На миг ей вспоминается сестра Стефани: это относится и не относится и к ней, и мамочка, и мумия. Стефани тоже вышла замуж из сексуальных побуждений. Глядя на толстяка Дэниела, в это трудно поверить, но Фредерика знает, что это так. Выходцы из семьи интеллектуалов, изволите видеть, отчаянных либералов: у одной муж церковник, у другой владелец поместья в захолустье. А что причиной? Секс! Стефани, пожалуй, была счастлива. Полного счастья не бывает, но Стефани любила Дэниела, и Уилла любила, и Мэри, в этом сомнений нет. Стефани была в известном смысле предрасположена к самоуничтожению. Фредерике кажется, что она и за Найджела вышла, потому что Стефани вышла за Дэниела и погибла, и сейчас мертва, и останется мертвой. Стефани выломилась из кембриджского кружка с его непрестанными рассуждениями о тонкостях эстетических и нравственных категорий, она потянулась к счастью плотскому. Подобно леди Чаттерли, отправилась в лес на свою погибель, волоча за собой строки цитат из слепца Мильтона, Суинберна с его «бледным галилеянином»

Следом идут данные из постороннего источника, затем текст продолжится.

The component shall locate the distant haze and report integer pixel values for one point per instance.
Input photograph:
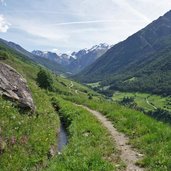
(70, 25)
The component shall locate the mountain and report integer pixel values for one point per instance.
(27, 55)
(86, 57)
(77, 61)
(140, 63)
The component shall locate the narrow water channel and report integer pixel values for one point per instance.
(63, 138)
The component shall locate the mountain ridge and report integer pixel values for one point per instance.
(129, 59)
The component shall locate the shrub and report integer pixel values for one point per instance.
(44, 80)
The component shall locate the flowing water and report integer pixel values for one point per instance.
(63, 138)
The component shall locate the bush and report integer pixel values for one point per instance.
(3, 55)
(44, 80)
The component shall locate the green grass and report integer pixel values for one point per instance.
(27, 138)
(140, 100)
(90, 146)
(150, 137)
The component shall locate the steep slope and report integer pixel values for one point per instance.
(77, 61)
(27, 55)
(142, 57)
(86, 57)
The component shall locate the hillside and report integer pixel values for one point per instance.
(140, 63)
(77, 61)
(55, 67)
(30, 140)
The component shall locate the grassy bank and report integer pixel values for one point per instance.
(26, 139)
(151, 137)
(89, 147)
(146, 101)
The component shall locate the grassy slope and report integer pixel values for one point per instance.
(27, 139)
(151, 137)
(140, 99)
(89, 148)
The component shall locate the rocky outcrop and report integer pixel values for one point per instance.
(14, 87)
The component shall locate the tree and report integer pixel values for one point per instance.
(44, 80)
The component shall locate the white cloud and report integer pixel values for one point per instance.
(4, 25)
(3, 2)
(71, 25)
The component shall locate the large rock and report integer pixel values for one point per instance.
(14, 86)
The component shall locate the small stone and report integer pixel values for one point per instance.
(14, 87)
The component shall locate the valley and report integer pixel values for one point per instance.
(104, 108)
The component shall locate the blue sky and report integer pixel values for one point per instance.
(69, 25)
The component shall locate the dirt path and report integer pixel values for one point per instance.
(128, 155)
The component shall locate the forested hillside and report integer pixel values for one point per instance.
(140, 63)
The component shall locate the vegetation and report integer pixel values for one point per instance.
(148, 102)
(89, 148)
(25, 139)
(152, 138)
(140, 63)
(44, 80)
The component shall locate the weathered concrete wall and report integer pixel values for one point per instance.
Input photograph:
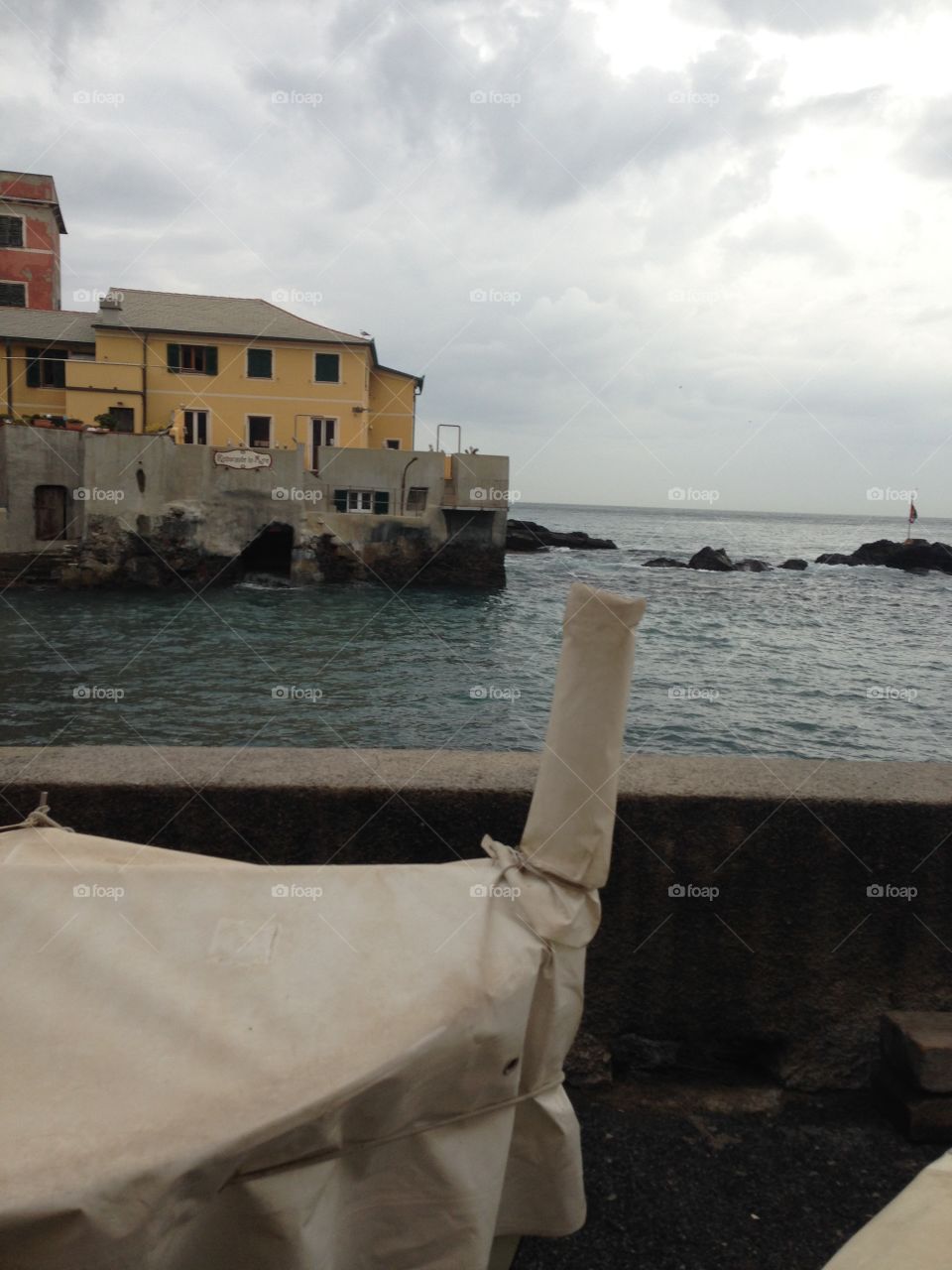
(148, 511)
(787, 968)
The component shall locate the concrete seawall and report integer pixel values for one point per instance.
(785, 968)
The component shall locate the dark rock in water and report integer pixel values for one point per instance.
(717, 562)
(529, 536)
(752, 567)
(912, 557)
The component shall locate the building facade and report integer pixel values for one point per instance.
(31, 223)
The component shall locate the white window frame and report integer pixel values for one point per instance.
(194, 429)
(322, 420)
(248, 431)
(16, 282)
(354, 495)
(313, 367)
(22, 218)
(263, 379)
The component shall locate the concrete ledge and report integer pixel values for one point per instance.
(785, 969)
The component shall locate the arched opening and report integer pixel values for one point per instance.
(270, 553)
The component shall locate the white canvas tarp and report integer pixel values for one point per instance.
(914, 1232)
(208, 1065)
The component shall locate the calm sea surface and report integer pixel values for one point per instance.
(830, 663)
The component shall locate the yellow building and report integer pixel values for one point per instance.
(213, 370)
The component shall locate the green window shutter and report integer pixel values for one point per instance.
(259, 363)
(326, 367)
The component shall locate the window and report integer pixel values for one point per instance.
(10, 231)
(46, 368)
(376, 500)
(259, 431)
(326, 368)
(259, 363)
(13, 295)
(195, 431)
(193, 358)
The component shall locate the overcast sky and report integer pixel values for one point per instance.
(696, 245)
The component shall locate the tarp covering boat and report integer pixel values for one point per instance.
(217, 1065)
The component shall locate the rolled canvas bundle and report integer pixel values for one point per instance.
(217, 1065)
(914, 1230)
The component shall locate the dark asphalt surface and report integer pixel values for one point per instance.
(690, 1191)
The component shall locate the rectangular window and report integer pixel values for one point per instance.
(326, 367)
(13, 295)
(359, 500)
(371, 500)
(193, 358)
(46, 368)
(259, 431)
(10, 231)
(259, 363)
(195, 432)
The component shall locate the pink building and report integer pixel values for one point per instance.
(31, 225)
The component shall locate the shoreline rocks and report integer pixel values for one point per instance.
(918, 556)
(530, 536)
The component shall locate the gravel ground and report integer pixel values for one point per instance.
(726, 1183)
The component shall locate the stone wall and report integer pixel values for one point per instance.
(785, 969)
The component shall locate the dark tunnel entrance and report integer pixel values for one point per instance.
(270, 553)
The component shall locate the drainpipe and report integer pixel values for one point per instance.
(145, 403)
(9, 377)
(403, 485)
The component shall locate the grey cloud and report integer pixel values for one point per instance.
(800, 17)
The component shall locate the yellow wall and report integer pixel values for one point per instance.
(393, 407)
(368, 404)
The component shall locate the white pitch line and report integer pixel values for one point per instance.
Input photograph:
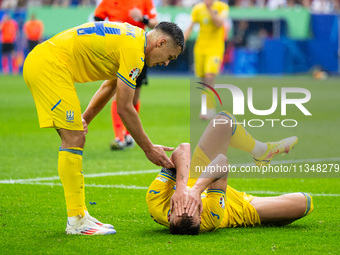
(134, 187)
(296, 161)
(85, 175)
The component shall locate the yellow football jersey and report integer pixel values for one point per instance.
(158, 200)
(101, 51)
(210, 39)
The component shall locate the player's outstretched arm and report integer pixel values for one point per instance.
(131, 120)
(218, 19)
(99, 100)
(187, 32)
(212, 176)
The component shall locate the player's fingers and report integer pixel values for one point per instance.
(192, 209)
(168, 148)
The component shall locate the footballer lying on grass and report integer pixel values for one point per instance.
(208, 203)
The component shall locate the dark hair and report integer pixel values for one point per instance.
(173, 31)
(185, 226)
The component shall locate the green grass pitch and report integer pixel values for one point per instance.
(33, 213)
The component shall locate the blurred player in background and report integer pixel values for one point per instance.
(208, 203)
(33, 30)
(209, 47)
(9, 32)
(140, 13)
(115, 52)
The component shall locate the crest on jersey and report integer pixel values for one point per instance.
(222, 203)
(135, 72)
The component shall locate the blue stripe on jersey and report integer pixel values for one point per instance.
(126, 81)
(216, 191)
(99, 28)
(56, 105)
(74, 151)
(112, 31)
(145, 44)
(167, 176)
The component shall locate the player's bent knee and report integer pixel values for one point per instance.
(72, 138)
(222, 159)
(184, 146)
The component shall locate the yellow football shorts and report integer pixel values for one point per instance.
(238, 210)
(205, 64)
(52, 87)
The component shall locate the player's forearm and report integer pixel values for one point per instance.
(181, 160)
(132, 122)
(217, 169)
(217, 19)
(187, 32)
(152, 23)
(99, 100)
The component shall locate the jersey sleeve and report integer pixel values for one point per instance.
(131, 63)
(159, 194)
(214, 208)
(151, 9)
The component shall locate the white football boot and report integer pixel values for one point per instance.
(83, 226)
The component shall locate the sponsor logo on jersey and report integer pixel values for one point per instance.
(70, 116)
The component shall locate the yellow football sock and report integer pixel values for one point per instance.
(240, 138)
(210, 100)
(309, 204)
(70, 169)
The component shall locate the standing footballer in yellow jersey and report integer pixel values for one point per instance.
(116, 53)
(191, 205)
(209, 46)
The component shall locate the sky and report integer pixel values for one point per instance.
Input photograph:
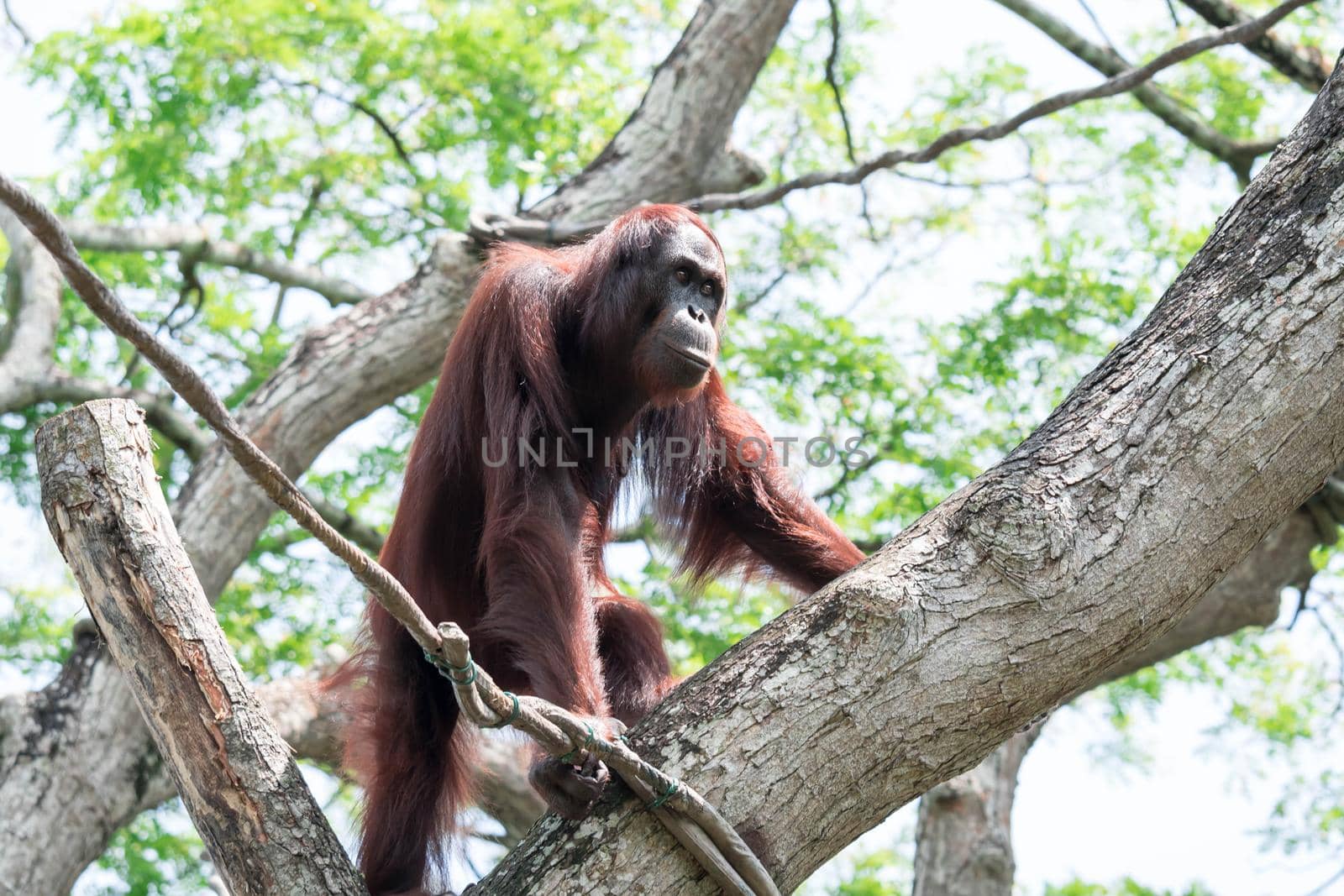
(1193, 813)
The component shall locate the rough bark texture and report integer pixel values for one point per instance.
(964, 835)
(1194, 438)
(239, 781)
(84, 727)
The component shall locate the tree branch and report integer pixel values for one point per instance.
(1195, 437)
(33, 307)
(492, 228)
(964, 836)
(1308, 71)
(244, 792)
(201, 246)
(1238, 155)
(87, 719)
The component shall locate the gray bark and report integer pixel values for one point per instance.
(964, 833)
(76, 762)
(1194, 438)
(101, 497)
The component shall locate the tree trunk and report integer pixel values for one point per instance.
(964, 836)
(74, 757)
(1203, 429)
(239, 781)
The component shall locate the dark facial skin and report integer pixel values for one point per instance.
(685, 284)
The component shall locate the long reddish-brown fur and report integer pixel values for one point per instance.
(512, 553)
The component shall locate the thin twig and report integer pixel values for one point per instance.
(488, 228)
(833, 82)
(1303, 66)
(13, 23)
(1122, 82)
(1097, 23)
(201, 398)
(714, 844)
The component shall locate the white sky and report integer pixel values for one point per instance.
(1193, 815)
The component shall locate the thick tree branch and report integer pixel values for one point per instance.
(1162, 470)
(664, 149)
(1238, 155)
(1305, 69)
(964, 836)
(85, 727)
(198, 244)
(491, 228)
(244, 792)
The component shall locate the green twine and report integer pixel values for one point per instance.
(511, 716)
(674, 785)
(571, 757)
(447, 669)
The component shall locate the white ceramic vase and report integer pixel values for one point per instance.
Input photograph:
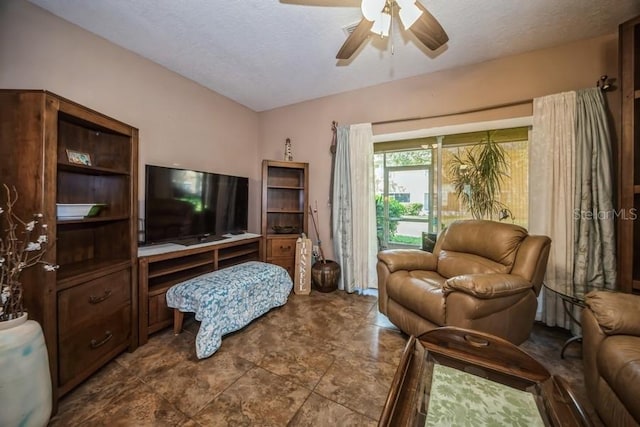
(25, 384)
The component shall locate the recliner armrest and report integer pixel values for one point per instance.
(408, 259)
(487, 286)
(617, 313)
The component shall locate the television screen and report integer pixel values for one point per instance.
(189, 206)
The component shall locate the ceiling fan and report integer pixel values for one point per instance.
(377, 19)
(377, 16)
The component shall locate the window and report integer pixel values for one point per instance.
(416, 187)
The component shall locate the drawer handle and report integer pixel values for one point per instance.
(96, 344)
(96, 300)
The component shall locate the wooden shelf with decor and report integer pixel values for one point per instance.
(628, 179)
(285, 205)
(55, 151)
(162, 266)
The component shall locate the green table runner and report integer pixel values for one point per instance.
(462, 399)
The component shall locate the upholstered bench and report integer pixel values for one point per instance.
(227, 300)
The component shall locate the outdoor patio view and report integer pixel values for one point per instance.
(421, 183)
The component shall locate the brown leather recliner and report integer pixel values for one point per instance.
(482, 275)
(611, 356)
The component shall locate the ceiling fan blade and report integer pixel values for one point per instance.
(355, 39)
(428, 30)
(330, 3)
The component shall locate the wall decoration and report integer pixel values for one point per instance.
(288, 155)
(78, 158)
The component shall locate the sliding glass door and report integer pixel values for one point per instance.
(416, 197)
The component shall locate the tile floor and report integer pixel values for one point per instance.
(320, 360)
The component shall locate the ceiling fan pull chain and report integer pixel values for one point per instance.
(391, 6)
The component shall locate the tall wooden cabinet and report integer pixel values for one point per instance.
(629, 158)
(87, 307)
(285, 210)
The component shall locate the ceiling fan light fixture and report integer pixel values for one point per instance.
(381, 25)
(371, 9)
(409, 13)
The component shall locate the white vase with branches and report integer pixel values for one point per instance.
(22, 245)
(25, 383)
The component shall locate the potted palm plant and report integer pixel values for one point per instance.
(25, 383)
(477, 175)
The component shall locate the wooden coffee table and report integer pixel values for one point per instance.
(453, 376)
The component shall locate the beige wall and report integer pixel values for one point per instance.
(181, 123)
(522, 77)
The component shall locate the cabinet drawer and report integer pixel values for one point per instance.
(97, 298)
(281, 247)
(84, 349)
(286, 263)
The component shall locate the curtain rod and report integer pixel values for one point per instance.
(604, 84)
(473, 110)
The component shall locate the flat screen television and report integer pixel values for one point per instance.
(188, 206)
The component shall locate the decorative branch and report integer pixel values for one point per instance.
(17, 255)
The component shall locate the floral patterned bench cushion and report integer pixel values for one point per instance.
(229, 299)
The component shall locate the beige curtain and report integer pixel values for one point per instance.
(551, 193)
(354, 220)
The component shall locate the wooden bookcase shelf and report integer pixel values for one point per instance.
(162, 266)
(96, 256)
(285, 203)
(629, 159)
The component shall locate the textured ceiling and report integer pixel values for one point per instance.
(268, 53)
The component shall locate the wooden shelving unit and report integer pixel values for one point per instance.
(285, 203)
(629, 158)
(86, 308)
(163, 266)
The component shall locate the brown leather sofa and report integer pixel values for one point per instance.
(482, 275)
(611, 356)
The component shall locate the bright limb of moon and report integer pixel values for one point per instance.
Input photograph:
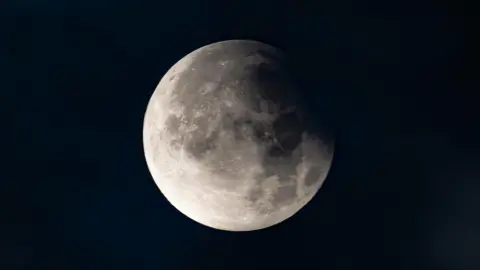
(204, 150)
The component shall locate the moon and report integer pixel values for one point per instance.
(227, 140)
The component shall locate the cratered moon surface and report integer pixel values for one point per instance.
(226, 139)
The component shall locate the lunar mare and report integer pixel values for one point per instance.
(226, 140)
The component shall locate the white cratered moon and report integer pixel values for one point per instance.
(227, 141)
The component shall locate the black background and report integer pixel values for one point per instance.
(395, 78)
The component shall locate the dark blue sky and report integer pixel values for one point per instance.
(393, 77)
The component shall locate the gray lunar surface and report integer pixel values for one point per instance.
(226, 141)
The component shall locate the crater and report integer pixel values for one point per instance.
(313, 176)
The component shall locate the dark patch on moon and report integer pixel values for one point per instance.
(313, 176)
(261, 85)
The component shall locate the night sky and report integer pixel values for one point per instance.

[61], Китса с его «строгой весталкой тишины»
[62], из шекспировой Прозерпины
[63], – волоча их за собой и желая от них избавиться, желая потерять себя и обрести себя телесно, по-весеннему… Был у нас такой миф, мысленно продолжает Фредерика разговор с Хью, что тело – это истина. Леди Чаттерли ненавидела
слова, для Найджела они не существуют, я без них не могу.
Я поселилась здесь, потому что смерть Стефани меня уничтожила – по крайней мере, на время, – и я смогла зажить в собственном теле.
И Лео жил – гостил – в моем теле, был его частью. Теперь уже не часть, теперь сам по себе.
Не совсем.
Кто ему важнее: «мамочка» здесь или «Фредерика» там – там, где Фредерика может быть Фредерикой?
Я всегда презирала безропотную покорность своей матери. Разве жизнь у нее была? Было то, чего я не хочу. Не хотела. И получила.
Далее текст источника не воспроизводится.